I then turned my research to TSSUS and did a deep dive from a professional nonprofit executive perspective on whether I thought this would be a good fit for me. I saw a lot of opportunity for areas I knew I could impact, but honestly, I didn’t think TSSUS could afford me! By the time of my second interview, I had a plan mapped out in my head on how I could impact the organization and I was all-in. It turns out, they couldn’t afford me, but it didn’t matter. There are more important things to me than income and I wanted to do this work I knew I would love. I knew I could develop and grow fundraising and communications strategies for TSSUS, which could increase the services and support we could provide the TS community.

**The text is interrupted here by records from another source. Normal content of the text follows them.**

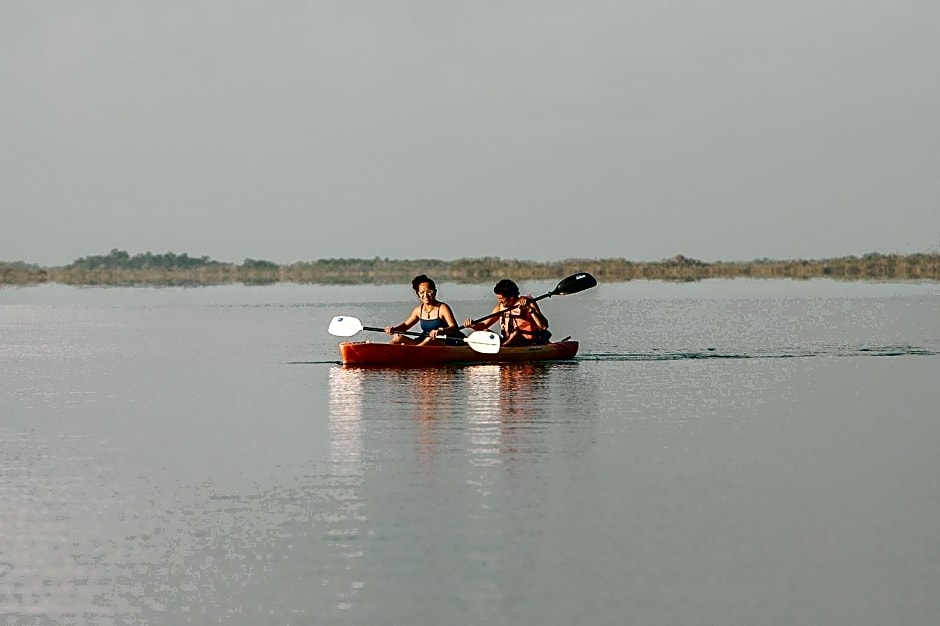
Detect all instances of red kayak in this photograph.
[339,340,578,367]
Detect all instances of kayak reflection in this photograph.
[466,363,549,466]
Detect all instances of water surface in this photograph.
[0,280,940,625]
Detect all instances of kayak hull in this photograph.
[339,341,578,367]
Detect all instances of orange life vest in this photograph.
[499,300,540,339]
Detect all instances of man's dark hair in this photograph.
[493,278,519,298]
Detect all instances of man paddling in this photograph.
[463,278,552,346]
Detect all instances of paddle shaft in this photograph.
[461,291,555,328]
[460,272,597,328]
[362,326,432,339]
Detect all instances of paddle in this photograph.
[330,315,499,354]
[461,272,597,328]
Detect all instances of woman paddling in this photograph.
[385,274,466,346]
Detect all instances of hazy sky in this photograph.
[0,0,940,265]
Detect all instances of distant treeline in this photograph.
[0,249,940,286]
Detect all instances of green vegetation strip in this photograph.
[0,249,940,286]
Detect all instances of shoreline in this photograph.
[0,250,940,287]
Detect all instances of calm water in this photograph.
[0,280,940,626]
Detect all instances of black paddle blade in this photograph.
[552,272,597,296]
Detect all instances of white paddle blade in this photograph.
[330,315,362,337]
[464,330,499,354]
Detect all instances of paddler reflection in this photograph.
[466,363,547,465]
[321,367,366,611]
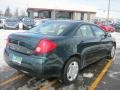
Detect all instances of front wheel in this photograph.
[62,57,79,84]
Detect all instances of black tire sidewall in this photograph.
[61,57,80,85]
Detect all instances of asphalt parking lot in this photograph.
[0,29,120,90]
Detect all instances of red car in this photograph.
[96,22,115,32]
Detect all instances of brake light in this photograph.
[34,39,57,54]
[6,37,10,46]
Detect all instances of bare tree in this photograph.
[4,7,12,17]
[14,8,19,17]
[0,11,3,16]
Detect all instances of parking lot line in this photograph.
[0,74,25,87]
[89,60,113,90]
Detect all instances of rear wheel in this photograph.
[62,57,79,84]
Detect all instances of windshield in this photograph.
[28,22,73,35]
[6,18,19,22]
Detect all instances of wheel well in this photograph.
[62,54,81,70]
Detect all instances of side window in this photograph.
[92,26,105,36]
[80,25,94,38]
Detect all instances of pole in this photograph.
[107,0,110,20]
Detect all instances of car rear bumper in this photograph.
[4,49,62,78]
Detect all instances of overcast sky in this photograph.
[0,0,120,17]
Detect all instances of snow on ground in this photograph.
[0,29,23,70]
[111,32,120,48]
[0,29,120,69]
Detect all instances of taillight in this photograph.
[34,39,57,54]
[6,37,10,46]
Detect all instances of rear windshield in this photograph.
[28,21,74,36]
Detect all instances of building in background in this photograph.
[27,6,96,21]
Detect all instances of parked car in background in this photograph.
[4,20,116,84]
[4,18,20,30]
[96,22,116,32]
[22,17,35,30]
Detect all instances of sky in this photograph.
[0,0,120,17]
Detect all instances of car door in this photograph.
[76,24,100,66]
[92,25,112,58]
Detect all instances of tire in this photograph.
[62,57,79,85]
[108,46,116,59]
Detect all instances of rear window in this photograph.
[28,21,74,36]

Here I am a full 6 years later, and, with your trust and belief, I’ve made a great many of those early visions for the organization come to fruition. I absolutely love what I do, I love working for the TS community, I have made life-long friends here, and I love the Turner Syndrome Society of the United States! Cindy, Deborah, and I are far more than staff members here. We are a dedicated team, and we work crazy hours and love every minute of it. We do this for you, and for us, because it sustains us.
For those of you that I have the pleasure of having a personal relationship with, you mean the world to me. For those of you I don’t have a personal relationship with yet, I can’t wait to get to know you better! As I always say, I consider it an honor and a privilege to do this work, and I’m grateful to each of you for trusting me with your stories, your friendships, your donations, and your challenges. I appreciate you.